Efficient Computation

To reduce complexity, we can diagonalize \(\mathbf{A}\):

\[\mathbf{A} = \mathbf{V}\boldsymbol{\Lambda}\mathbf{V}^{-1}\]

Continuous Time View and HIPPO Initialization

To address the vanishing/exploding gradient problem, we can use a continuous-time perspective:

\[\frac{d}{dt}x(t) = \hat{\mathbf{A}}x(t) + \hat{\mathbf{B}}u(t)\]

The discrete-time \(\mathbf{A}\) is related to the continuous-time \(\hat{\mathbf{A}}\) by:

\[\mathbf{A} = e^{\Delta \hat{\mathbf{A}}}\]

Where \(\Delta\) is the step size.

The HIPPO (HIerarchical Positive Orthogonal) initialization sets \(\hat{\mathbf{A}}\) to a specific form that ensures stable gradient flow and long-term memory.
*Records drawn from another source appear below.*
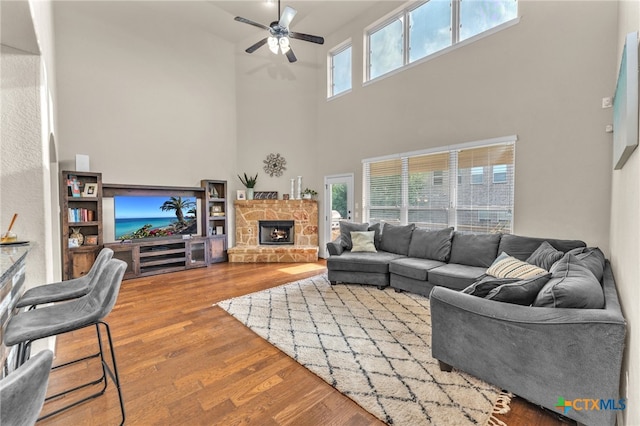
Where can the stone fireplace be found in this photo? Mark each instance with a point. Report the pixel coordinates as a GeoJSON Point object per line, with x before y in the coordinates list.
{"type": "Point", "coordinates": [275, 231]}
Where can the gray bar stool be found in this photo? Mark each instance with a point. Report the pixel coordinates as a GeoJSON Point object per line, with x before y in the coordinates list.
{"type": "Point", "coordinates": [22, 391]}
{"type": "Point", "coordinates": [88, 310]}
{"type": "Point", "coordinates": [66, 290]}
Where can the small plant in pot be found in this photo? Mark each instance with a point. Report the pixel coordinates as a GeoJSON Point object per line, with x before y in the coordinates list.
{"type": "Point", "coordinates": [308, 194]}
{"type": "Point", "coordinates": [249, 182]}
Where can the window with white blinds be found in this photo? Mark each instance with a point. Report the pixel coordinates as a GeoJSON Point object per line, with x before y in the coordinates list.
{"type": "Point", "coordinates": [469, 187]}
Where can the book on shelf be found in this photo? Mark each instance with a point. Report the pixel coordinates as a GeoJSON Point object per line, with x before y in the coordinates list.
{"type": "Point", "coordinates": [81, 215]}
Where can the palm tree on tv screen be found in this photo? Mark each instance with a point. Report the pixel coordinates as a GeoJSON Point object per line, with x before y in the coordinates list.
{"type": "Point", "coordinates": [177, 204]}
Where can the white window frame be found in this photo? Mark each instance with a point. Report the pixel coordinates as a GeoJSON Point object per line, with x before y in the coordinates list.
{"type": "Point", "coordinates": [330, 55]}
{"type": "Point", "coordinates": [404, 11]}
{"type": "Point", "coordinates": [453, 171]}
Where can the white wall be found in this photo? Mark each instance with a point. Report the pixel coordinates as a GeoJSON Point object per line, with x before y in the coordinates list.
{"type": "Point", "coordinates": [625, 239]}
{"type": "Point", "coordinates": [542, 79]}
{"type": "Point", "coordinates": [28, 119]}
{"type": "Point", "coordinates": [149, 96]}
{"type": "Point", "coordinates": [277, 113]}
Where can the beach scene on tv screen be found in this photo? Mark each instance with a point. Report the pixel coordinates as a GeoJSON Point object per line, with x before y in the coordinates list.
{"type": "Point", "coordinates": [154, 216]}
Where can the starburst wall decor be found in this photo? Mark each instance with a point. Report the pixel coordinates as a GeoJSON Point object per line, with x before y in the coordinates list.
{"type": "Point", "coordinates": [274, 165]}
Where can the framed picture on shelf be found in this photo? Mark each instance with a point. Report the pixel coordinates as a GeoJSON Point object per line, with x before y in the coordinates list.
{"type": "Point", "coordinates": [265, 195]}
{"type": "Point", "coordinates": [90, 190]}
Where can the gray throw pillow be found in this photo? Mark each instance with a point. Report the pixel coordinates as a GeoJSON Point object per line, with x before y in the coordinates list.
{"type": "Point", "coordinates": [572, 285]}
{"type": "Point", "coordinates": [592, 258]}
{"type": "Point", "coordinates": [396, 238]}
{"type": "Point", "coordinates": [521, 292]}
{"type": "Point", "coordinates": [474, 249]}
{"type": "Point", "coordinates": [545, 256]}
{"type": "Point", "coordinates": [435, 245]}
{"type": "Point", "coordinates": [377, 236]}
{"type": "Point", "coordinates": [346, 228]}
{"type": "Point", "coordinates": [484, 284]}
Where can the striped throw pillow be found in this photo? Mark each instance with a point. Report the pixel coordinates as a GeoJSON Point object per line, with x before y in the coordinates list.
{"type": "Point", "coordinates": [506, 266]}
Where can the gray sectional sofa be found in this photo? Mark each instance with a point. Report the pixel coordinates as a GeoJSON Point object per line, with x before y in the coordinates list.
{"type": "Point", "coordinates": [563, 340]}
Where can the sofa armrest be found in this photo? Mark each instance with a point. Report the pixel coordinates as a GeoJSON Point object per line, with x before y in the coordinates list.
{"type": "Point", "coordinates": [335, 247]}
{"type": "Point", "coordinates": [540, 354]}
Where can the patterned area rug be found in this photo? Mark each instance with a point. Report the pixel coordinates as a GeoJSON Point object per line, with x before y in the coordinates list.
{"type": "Point", "coordinates": [372, 345]}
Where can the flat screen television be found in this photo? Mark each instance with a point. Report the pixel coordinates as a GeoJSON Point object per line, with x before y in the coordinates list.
{"type": "Point", "coordinates": [143, 216]}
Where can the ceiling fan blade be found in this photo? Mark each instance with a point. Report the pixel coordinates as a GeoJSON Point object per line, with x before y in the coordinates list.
{"type": "Point", "coordinates": [250, 22]}
{"type": "Point", "coordinates": [307, 37]}
{"type": "Point", "coordinates": [291, 56]}
{"type": "Point", "coordinates": [287, 16]}
{"type": "Point", "coordinates": [256, 46]}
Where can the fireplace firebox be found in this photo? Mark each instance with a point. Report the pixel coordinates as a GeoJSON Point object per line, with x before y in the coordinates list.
{"type": "Point", "coordinates": [276, 232]}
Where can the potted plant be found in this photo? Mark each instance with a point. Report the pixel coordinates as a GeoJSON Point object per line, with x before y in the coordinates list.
{"type": "Point", "coordinates": [249, 182]}
{"type": "Point", "coordinates": [308, 193]}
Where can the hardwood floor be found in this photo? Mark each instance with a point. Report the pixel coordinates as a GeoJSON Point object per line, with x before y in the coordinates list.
{"type": "Point", "coordinates": [183, 361]}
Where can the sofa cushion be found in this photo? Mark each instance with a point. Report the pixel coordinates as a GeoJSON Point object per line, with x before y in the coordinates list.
{"type": "Point", "coordinates": [362, 261]}
{"type": "Point", "coordinates": [474, 249]}
{"type": "Point", "coordinates": [396, 238]}
{"type": "Point", "coordinates": [435, 245]}
{"type": "Point", "coordinates": [592, 258]}
{"type": "Point", "coordinates": [345, 232]}
{"type": "Point", "coordinates": [506, 266]}
{"type": "Point", "coordinates": [484, 284]}
{"type": "Point", "coordinates": [545, 256]}
{"type": "Point", "coordinates": [521, 292]}
{"type": "Point", "coordinates": [412, 267]}
{"type": "Point", "coordinates": [522, 247]}
{"type": "Point", "coordinates": [572, 285]}
{"type": "Point", "coordinates": [455, 276]}
{"type": "Point", "coordinates": [362, 241]}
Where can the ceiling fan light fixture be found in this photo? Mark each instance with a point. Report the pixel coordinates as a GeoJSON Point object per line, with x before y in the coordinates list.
{"type": "Point", "coordinates": [272, 42]}
{"type": "Point", "coordinates": [284, 44]}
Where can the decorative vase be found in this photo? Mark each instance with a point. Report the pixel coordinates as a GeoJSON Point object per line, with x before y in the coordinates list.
{"type": "Point", "coordinates": [77, 235]}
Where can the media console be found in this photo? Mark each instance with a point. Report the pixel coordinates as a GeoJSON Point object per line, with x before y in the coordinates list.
{"type": "Point", "coordinates": [154, 257]}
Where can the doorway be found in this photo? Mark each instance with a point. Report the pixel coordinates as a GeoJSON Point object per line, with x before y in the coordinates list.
{"type": "Point", "coordinates": [338, 201]}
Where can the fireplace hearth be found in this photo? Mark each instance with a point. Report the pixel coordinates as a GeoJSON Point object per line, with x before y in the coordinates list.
{"type": "Point", "coordinates": [276, 232]}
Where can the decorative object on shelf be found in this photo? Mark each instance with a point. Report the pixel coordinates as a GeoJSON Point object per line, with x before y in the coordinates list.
{"type": "Point", "coordinates": [249, 182]}
{"type": "Point", "coordinates": [90, 190]}
{"type": "Point", "coordinates": [308, 194]}
{"type": "Point", "coordinates": [265, 195]}
{"type": "Point", "coordinates": [77, 235]}
{"type": "Point", "coordinates": [274, 165]}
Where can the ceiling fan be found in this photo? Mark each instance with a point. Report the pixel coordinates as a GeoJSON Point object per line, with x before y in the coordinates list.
{"type": "Point", "coordinates": [279, 34]}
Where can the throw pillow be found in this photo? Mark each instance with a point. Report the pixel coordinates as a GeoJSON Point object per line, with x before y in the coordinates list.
{"type": "Point", "coordinates": [396, 238]}
{"type": "Point", "coordinates": [484, 284]}
{"type": "Point", "coordinates": [545, 256]}
{"type": "Point", "coordinates": [572, 285]}
{"type": "Point", "coordinates": [345, 232]}
{"type": "Point", "coordinates": [363, 241]}
{"type": "Point", "coordinates": [506, 266]}
{"type": "Point", "coordinates": [435, 245]}
{"type": "Point", "coordinates": [474, 249]}
{"type": "Point", "coordinates": [377, 237]}
{"type": "Point", "coordinates": [521, 292]}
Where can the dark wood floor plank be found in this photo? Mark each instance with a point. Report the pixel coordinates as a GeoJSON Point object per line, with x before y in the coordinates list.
{"type": "Point", "coordinates": [183, 360]}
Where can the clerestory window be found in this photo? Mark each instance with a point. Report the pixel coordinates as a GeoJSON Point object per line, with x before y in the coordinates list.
{"type": "Point", "coordinates": [424, 28]}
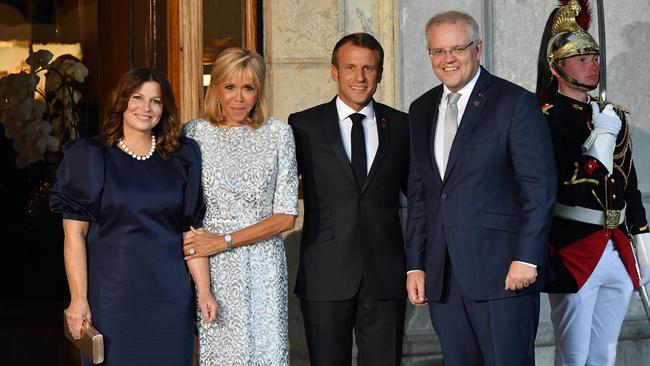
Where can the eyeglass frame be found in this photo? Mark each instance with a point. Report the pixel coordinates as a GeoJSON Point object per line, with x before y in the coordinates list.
{"type": "Point", "coordinates": [456, 51]}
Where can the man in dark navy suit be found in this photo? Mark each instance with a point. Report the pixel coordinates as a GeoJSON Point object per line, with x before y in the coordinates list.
{"type": "Point", "coordinates": [352, 155]}
{"type": "Point", "coordinates": [480, 197]}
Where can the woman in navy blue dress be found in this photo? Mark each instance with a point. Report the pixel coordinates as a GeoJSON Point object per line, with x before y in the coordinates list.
{"type": "Point", "coordinates": [126, 199]}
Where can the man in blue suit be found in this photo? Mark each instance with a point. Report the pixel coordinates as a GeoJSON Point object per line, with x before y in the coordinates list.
{"type": "Point", "coordinates": [481, 192]}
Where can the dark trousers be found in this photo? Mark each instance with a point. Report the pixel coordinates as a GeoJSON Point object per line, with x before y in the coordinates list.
{"type": "Point", "coordinates": [492, 333]}
{"type": "Point", "coordinates": [378, 328]}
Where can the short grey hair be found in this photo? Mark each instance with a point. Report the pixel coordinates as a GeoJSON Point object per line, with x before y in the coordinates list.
{"type": "Point", "coordinates": [453, 17]}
It’s based on the recurrence relation of Legendre polynomials.

Legendre Polynomials (LP)

The nth Legendre polynomial \(P_n(x)\) satisfies:

\[(2n+1)xP_n(x) = (n+1)P_{n+1}(x) + nP_{n-1}(x)\]

This recurrence relation allows efficient updates of the state as new data points are added.

S4: Structured State Space for Sequences

The S4 model combines these elements:

HIPPO initialization of \(\hat{\mathbf{A}}\)
Efficient kernel computation using the diagonalization trick
Multiple layers with non-linearities (e.g., ReLU) between them
Residual connections: \(y^{(l)} = u^{(l)} + \text{S4}(u^{(l)})\)

The full S4 layer can be expressed as:

\[\text{S4}(u) = \phi(K * u + b)\]

Where \(\phi\) is a non-linearity and \(b\) is a bias term.

S4 has achieved state-of-the-art performance on various long-range sequence modeling tasks, outperforming traditional RNNs and even Transformers in some cases.